Students should answer the following questions in their groups.
1. What solutions will you research to create your proposal?
Answers will vary. Here, the students should state the solutions they are working on — building code changes, laws banning certain activities, public service announcement campaigns or the creation of an emergency management organization. The students may be working on several solutions that can be combined in a proposal.
2. How do your solutions address the possible threats posed by the natural hazard? Note whether they are short-term or long-term strategies.
Answers will vary. A building code change may make structures more resistant to damage, reducing the impact of a hazard. This is a long-term strategy as it would only apply to new construction. Another strategy might be to clear out dead trees and plants in a community at risk of fire or to plant drought-resistant plants whose roots could hold back soil in areas where cycles of drought are followed by heavy rains. These are short-term strategies.
3. What are some of the drawbacks of your solutions?
The answers will vary based on the proposal. For instance, a building code change might only affect new buildings. How would older structures be handled? Cost is a drawback. To cover the costs, expensive changes might require a grant or a tax increase. Some solutions might require a lot of time to implement or may require people to relocate. Recreation, farming and forestry can be affected in areas with a high fire risk.
Presentations and group discussions
Have each group present its proposal to the class. The presentations should last approximately 5 minutes, and students can use PowerPoint or a whiteboard. Allow time for questions from the class.
Before the class votes on the best proposal, have the students return to their groups to quickly answer the questions at the end of this section. While students are working in their groups to answer these final questions, walk around and help facilitate their conversations. Use this time to formatively assess group progress.

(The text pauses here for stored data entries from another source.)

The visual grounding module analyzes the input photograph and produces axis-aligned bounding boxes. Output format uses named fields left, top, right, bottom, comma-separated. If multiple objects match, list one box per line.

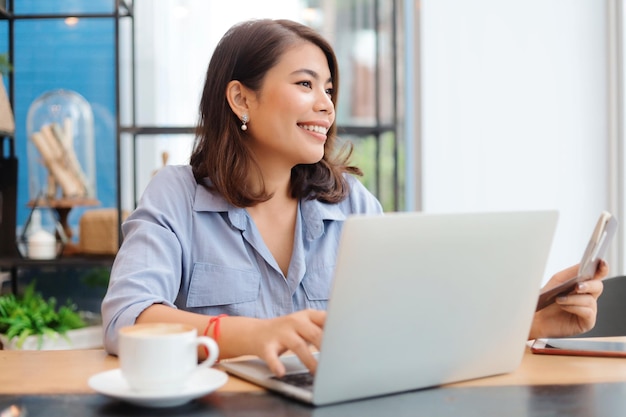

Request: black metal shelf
left=118, top=124, right=397, bottom=137
left=0, top=2, right=128, bottom=294
left=120, top=126, right=196, bottom=135
left=0, top=255, right=115, bottom=295
left=0, top=255, right=114, bottom=269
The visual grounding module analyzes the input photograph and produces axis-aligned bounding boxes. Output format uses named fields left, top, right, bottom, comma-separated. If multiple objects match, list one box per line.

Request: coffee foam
left=121, top=323, right=192, bottom=336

You should hear students discussing their proposals and determining how they align with the overall goal of preventing or mitigating potential disasters.
Here are some questions to ask students to check for understanding. How does your proposal fit in with the other groups’ proposals? Are you considering the information through more than one viewpoint? How can you improve your proposal to make it more effective?
Each group should answer the following questions.
1. How does your group’s proposal compare with those proposed by the other groups?
Our proposal is easier to implement than the proposal by group A and will complement the proposal of group C.
2. What is the most important part of your proposal in terms of preventing disasters? If the disaster cannot be prevented, what is the most important part of your proposal in terms of mitigating the damage from the disaster?
Our proposal focuses on changing building codes to create safer buildings and providing grants to help existing buildings meet the new codes. In the case of a disaster, our proposal creates grants to help people rebuild.
3. Why is it important to collaborate and seek feedback from other groups working toward the same overall goal?
Proposals are strongest when strategies dovetail — or fit together — in complementary ways. Also, because there are so many groups with a stake in the end result, it is important to receive feedback to fix oversights in the proposal.
4. How can your group combine resources and expertise with other groups to most effectively reach the overall goal?
We can structure the proposals to work together. For instance, if our group is focusing on building codes and another group is focusing on public service announcements and zoning restrictions, we can combine the proposals. The public service announcements could be used to educate people about code changes and resources to upgrade homes and businesses. If the building and zoning divisions work together, the community might be better protected from disaster.
When the groups have finished their last assessments, gather the class for any final discussion before holding the vote.